09.26.06

Burn

Posted in Uncategorized at 8:54 pm by khessa

I thought getting a new haircut last night could perk me up.
A change of something, like with my hair, used to do me wonders when I feel so
down. But as I try to work now in my desk, I cannot even click play sunny and
bright songs, even Sergio Mendes’ Hey Look
at the Sun
which is a favorite. Instead, I mope with Usher’s Burn. So sad a song! My thoughts are
with Nikkol. I said something to him last night which, although I am not up for
taking back, I know hurt him. I told him I am tired of him and of us. I know we
are not breaking up. He’s way too mature to take my irrationality seriously.
His being replete with all the good things you look for in a guy is in fact the
one giving me problem now. He seems right in most things. He can knock sense
into a scatterbrain like me. He forgives me every time I err. If I’ve to borrow
Patrick’s love song for Katharina from my fave flick, 10 Things I Hate about
You, “he is too good to be true….(can’t take my eyes off you).” And this makes me feel less in so many ways.
But how can I throw away something I wanted for so long — a friendship with
someone who gives stability and color to my once craggy and gloomy life, someone
who keeps a flighty me grounded without reining in my freedom, someone who
values things I value — my family, my
friends, and dreams, someone whom I know will be there for me no matter what and
someone who accepts my not-so-pleasant side without flinch. I don’t believe in
soul mates but something in me tells me that there is something divine in us.
We have the same birthday. I have been using “Nicole” as my pen name, password,
and nick for years, even before I met him. A number of people also said we look alike.

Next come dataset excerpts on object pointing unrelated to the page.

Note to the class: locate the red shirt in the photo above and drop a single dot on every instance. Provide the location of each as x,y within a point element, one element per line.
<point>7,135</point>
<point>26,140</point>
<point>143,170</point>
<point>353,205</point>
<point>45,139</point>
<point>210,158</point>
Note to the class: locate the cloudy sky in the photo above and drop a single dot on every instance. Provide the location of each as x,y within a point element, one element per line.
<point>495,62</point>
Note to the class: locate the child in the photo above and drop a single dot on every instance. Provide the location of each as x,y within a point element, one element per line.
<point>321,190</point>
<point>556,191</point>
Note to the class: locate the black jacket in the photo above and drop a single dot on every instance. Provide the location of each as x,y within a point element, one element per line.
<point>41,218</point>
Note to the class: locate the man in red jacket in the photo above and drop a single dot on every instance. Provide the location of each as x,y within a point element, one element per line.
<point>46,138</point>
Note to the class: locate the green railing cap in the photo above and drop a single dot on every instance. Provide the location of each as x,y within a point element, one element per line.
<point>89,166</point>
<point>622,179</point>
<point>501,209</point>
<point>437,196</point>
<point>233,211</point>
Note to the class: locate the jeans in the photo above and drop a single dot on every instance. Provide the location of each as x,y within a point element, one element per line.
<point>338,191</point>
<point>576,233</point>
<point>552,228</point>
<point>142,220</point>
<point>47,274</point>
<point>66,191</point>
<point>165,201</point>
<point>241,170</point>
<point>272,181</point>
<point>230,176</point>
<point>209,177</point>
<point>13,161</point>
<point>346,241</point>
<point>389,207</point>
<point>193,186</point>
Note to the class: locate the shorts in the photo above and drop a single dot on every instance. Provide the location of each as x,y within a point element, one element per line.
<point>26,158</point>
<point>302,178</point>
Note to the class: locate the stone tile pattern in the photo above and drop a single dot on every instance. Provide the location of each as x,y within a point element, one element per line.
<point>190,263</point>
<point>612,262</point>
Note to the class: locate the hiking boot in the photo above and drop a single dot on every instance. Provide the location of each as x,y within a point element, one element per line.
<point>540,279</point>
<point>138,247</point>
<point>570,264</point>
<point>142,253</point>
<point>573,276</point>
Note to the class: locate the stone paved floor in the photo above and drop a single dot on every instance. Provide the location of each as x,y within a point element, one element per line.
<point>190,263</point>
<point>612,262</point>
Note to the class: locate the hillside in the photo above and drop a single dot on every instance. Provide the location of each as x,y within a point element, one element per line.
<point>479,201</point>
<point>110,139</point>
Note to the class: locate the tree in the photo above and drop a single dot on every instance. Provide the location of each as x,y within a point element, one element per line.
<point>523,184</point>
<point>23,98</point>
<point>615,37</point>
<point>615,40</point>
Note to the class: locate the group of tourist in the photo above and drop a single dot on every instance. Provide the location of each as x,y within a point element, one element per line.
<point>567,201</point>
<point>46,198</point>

It’s not as superficial
as that though for we share something deep  like our common interests in faith, family, school
and even in dreaming of lifting this human race a little higher. I have come to love him even before I met him for he possesses qualities of  the person I want to spend time with — like a figment of my imagination woven into reality. Letting our
thing burn and go to thin air as what Usher says in his song is impossible. I
see beautiful days with him. And ey, before I finished writing this, his flower
delivery arrived. How can you let go of someone who sends you roses every time
you fight? Think!

 

09.04.06

Of systems and laxity

Posted in Uncategorized at 7:27 pm by khessa

Last night, I talked with Nikkol how at
some points in my life I would wanna just let go and stay out of the rules. I
am someone who’s most of the time a control freak. When I study, I study. When
I am up for finishing a certain task, I wouldn’t let distractions get in the
way. I believe in the worth of putting some system in my daily life to give it some sort of order.

 

But like I said, there are times that I would
want to break the conventions. Like in the office, I wouldn’t mind getting
orders even from subordinates. I see it like a lambing because they are mostly
friends and I find it also cool. I would rather want that the work gets done
than count whether this or that is my job or not.

 

On the other hand, I am also prone to
abuses. Just like how being asked about office properties like cameras or the
radio is annoying when you are too busy deciphering the IRR of a certain new
law affecting our office. And most of the time, others do not appreciate your
kindness of volunteering to keep these things in your locker because they don’t
have locks in their drawers. This goes also when you are too kind to help out
prepare one’s power point presentation and when there are errors during the
presentation, you get blamed for it.

 

These are the times when I’d feel so much
the need for order or putting things in their right perspectives. These are the
times when I’d regret and realize that I should have stuck with the rules even
if I’d come out like a freaky control freak or overbearing. These times are
proofs that systems come handy when things go a little bit rough…that rules
are not just made to constrict people. Hay, whatta day!